A Graphic Depiction of What Our Soldiers Are Being Subjected To In These Senseless Wars.

There is a new book out that is especially topical today. Ann Jones' new book, "They Were Soldiers: How the Wounded Return from America's Wars—The Untold Story" ($12.95, Haymarket Books)

A summary from the publisher:

Ann Jones shines a much-needed light on the dead, wounded, mutilated, brain-damaged, drug-addicted, suicidal, homicidal casualties of our distant wars, taking us on a stunning journey from the devastating moment an American soldier is first wounded in rural Afghanistan to the return home. Beautifully written by an empathetic and critical reporter who knows the price of war.

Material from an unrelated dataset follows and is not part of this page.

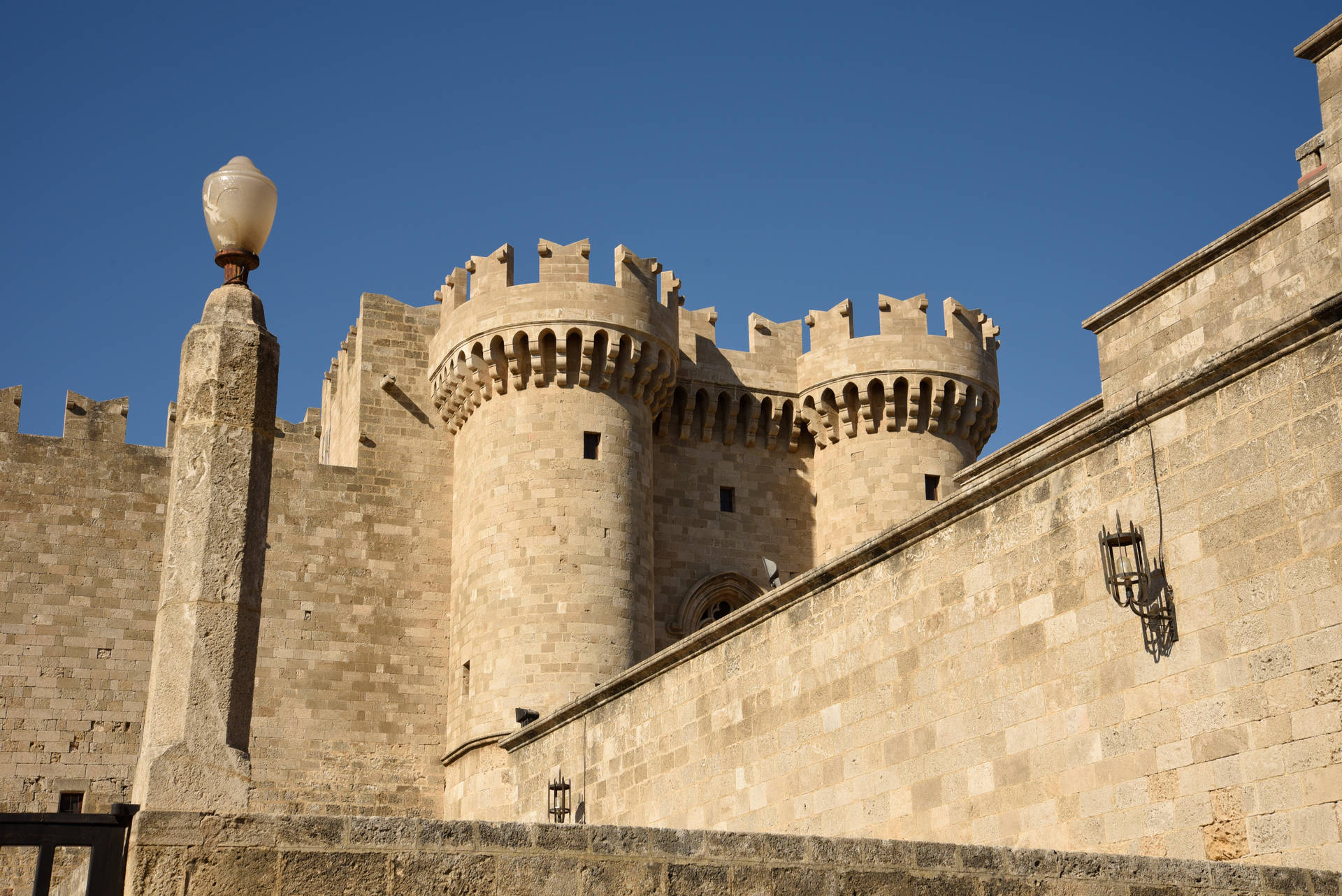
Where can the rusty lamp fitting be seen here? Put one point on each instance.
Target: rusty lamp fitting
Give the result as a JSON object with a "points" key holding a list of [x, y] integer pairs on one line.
{"points": [[239, 204]]}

Read a short, but powerful excerpt about a surgeon's first surgery on a soldier who had stepped on an IED in Afghanistan:

His first surgical patient, three days after he arrived at Bagram, was a young soldier who had stepped on an IED, triggering an upward blast that destroyed his legs and left his pelvic cavity “hollowed out.” His urinary system was in shreds. His testicles were destroyed. His penis was attached to his body by only “a little thread of skin.” That first surgery, the doctor said, was “emotional” for everyone on the surgical team. “The others hadn’t seen anything like these injuries for a while,” he said, “and I had never seen anything like it. To have to amputate that boy’s penis and watch it go into the surgical waste container—it was emotional.”
In two months at Bagram, the urological surgeon had done 20 similar surgeries, though that was the worst. Injuries confined mainly to the testicles are “easier,” he says, but for the soldiers they are brutally serious. Most soldiers who survive blasts that require high-level amputations of their legs also suffer severe injury to the scrotum and ruptured testicles. Surgeons can debride and clean the scrotum, and in many cases salvage at least part of one testicle and put it back. Keeping even part of his genitals is a psychological break for the soldier, but since the testicles produce testosterone, he still faces the inevitable ill effects of a deficient supply—a long and imperfectly understood list headed by osteoporosis, metabolic syndrome, cardiovascular problems including coronary artery disease and atherosclerosis, erectile dysfunction with its attendant psychological difficulties, low sperm count impairing fertility, obesity, depression, and a lifetime seesaw of hormonal treatment.
The full excerpt as published in the Alternet article, provides a fascinating and detailed look into what the experience is actually like. If you read my earlier post from this morning, THESE men and women reach the threshold for hero in my book.